He clears his throat. My eyes start to prickle, and  realise I’m digging my nails into my palms.

‘No point appealing to me. Not my decision. We just weigh the good and the bad you’ve done,” he starts, in a soft Irish brogue; and it dawns who he reminds me of – Graham Norton. [Note to self – google Graham Norton’s eye colour when I get home. I could swear they’re brown].

‘But that’s just for us.’ He goes on,  ‘You know how on Strictly, the judges’ scores are just indicative, the final decision goes on public opinion? It’s the same here. And for you, when the chopper went down, people really didn’t think – the majority this is, not just the ‘sheeple’ who vote on reality shows – they didn’t think you’d made an overall positive contribution. In fact, most people weren’t convinced you’d made any positive contribution. At all. In your entire life.’
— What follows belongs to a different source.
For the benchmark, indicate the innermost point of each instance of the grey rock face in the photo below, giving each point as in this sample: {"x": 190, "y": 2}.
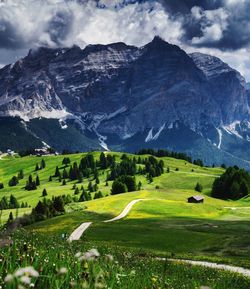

‘But people voted to keep me in the jungle. I almost won. Some must have liked me…’ The cold sweat trickling down my neck is worse than anything I had to deal with on the show.

‘Well, the scales don’t lie. Your balance is nothing. Rien. Zero. Nada. Zilch. Nichts. Ing-en-ting. NOTHING.’

‘No, no, no, no, no…’ I stammer. I’m starting to realise there are worse things even than being papped by the Mail for a minor snog. The roil in my gut, for instance, as I lose control of my sphincter.

‘Aww come on now, it’s not all bad,’ Blue-Eyes twinkles at me. ‘At least there’s no dance-off in here.’

Not in front of Graham, I think, as the tears start to roll. I summon the last shreds of my authority, force them into my voice:

‘This can’t be right. This absolutely can’t be right. I demand to see the manager.’

Five seconds ago

The image on the screen fades, leaving the booth transparent Perspex again.

‘There,’ says Blue-Eyes. ‘No error. The Almighty’s confirmed the public decision.’

‘Gabe (he indicates Quasar-Face) will update your Wikipedia, look after your socials till you’re forgotten. Which is usually quicker than you’d think. Except for insta and Facebook – they go downstairs to Zuckerberg. So you could try having a word with him…’

Blue-Eyes pulls a lever in the side of the booth. A square opens in the polished concrete, and the chair tips me down, down, down…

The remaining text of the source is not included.